Die Anforderungen an die von der Bergbauindustrie zu liefernden Produkte und Dienstleistungen ändern sich nach Art und Umfang im gleichen rasanten Tempo, mit dem die gesellschaftliche und technologische Entwicklung voranschreitet. Als beispielsweise im 16. Jahrhundert Bergleute im Erzgebirge auf der Suche nach Silber ein den Silbererzen ähnliches Mineral fanden, aus dem sich aber trotz aller Versuche kein Silber ausschmelzen ließ, gaben sie ihm den Namen Pechblende und warfen es auf die Halde. Mitte des 20. Jahrhunderts löste dieses Mineral, nun unter dem Namen Uraninit, eine beispiellose Bergbauaktivität aus, um mit dem darin enthaltenen Uran kerntechnische Anlagen und Waffen bestücken zu können. Ein halbes Jahrhundert später galt es dann, die vom Uranbergbau hinterlassenen Altlasten in einer ebenso beispiellosen Kraftanstrengung wieder zu sanieren. Zu Beginn des 21. Jahrhunderts stehen wir nun vor der Herausforderung, die Endlagerung der anfallenden radioaktiven Abfallstoffe zu bewältigen.

So wie sich die technischen und politischen Rahmenbedingungen rasant und stetig ändern, müssen die im Bergbau Tätigen diesen Entwicklungen beharrlich mit innovativen Technologien begegnen. Dabei hat sich jedoch das klassische Aufgabenspektrum der Bergleute seit Jahrhunderten kaum verändert: Durch Schächte und Strecken werden Lagerstätten erschlossen, diese Grubenbaue sind während der Betriebszeit zu unterhalten und nach Ende der Nutzung sicher zu verwahren.

Schachtbau Nordhausen ist es seit Gründung durch Louis Gebhardt im Jahr 1898 immer wieder gelungen, sich den veränderten Marktbedingungen anzupassen und gleichzeitig das Wissen und die Fertigkeiten aus einer mehr als 100-jährigen Bergbauerfahrung zu bewahren. So ist das Unternehmen auch zukünftig in der Lage, seinen Kunden das volle Spektrum bergbaulicher Dienstleistungen anzubieten, welches für die Herstellung, Unterhaltung und Verwahrung untertägiger Hohlräume unverzichtbar ist.

 

 

Teufe und Neuauffahrung

Die Schaffung einer Zugangsmöglichkeit zur entsprechenden geologischen Formation ist Grundvoraussetzung einer jeden bergmännischen Tätigkeit. In Abwägung aller Einflussfaktoren erfolgt solch ein Zugang durch das Teufen eines Schachtes oder aber die Auffahrung söhliger Strecken. Für das Lösen des Gebirges stehen dabei verschiedene Verfahren zur Verfügung.

Harter Fels wird meist durch Bohren und Sprengen gelöst, während bei weicheren Gesteinen maschinelle Vortriebstechniken bevorzugt werden. Für die notwendige temporäre wie dauerhafte Sicherung der entstandenen Hohlraumlaibungen steht eine breite Palette von Verfahren und Sicherungsmitteln zur Verfügung, aus der die jeweils optimale Variante ausgewählt werden kann.

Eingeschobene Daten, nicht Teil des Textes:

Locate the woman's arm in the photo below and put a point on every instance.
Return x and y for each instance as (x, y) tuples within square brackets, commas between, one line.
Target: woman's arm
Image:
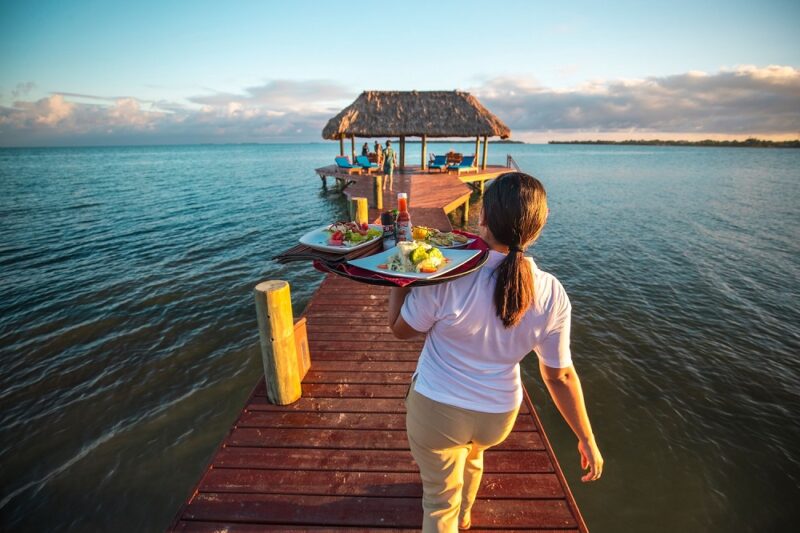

So werden auch komplizierte und häufig wechselnde geologische Bedingungen sicher beherrscht. Unseren Kunden steht bei einer Zusammenarbeit mit Schachtbau Nordhausen die komplette Bandbreite an Spezialisten, Ausrüstungen und Verfahren zur Verfügung, die zur Herstellung und Sicherung untertägiger Grubenbaue benötigt wird.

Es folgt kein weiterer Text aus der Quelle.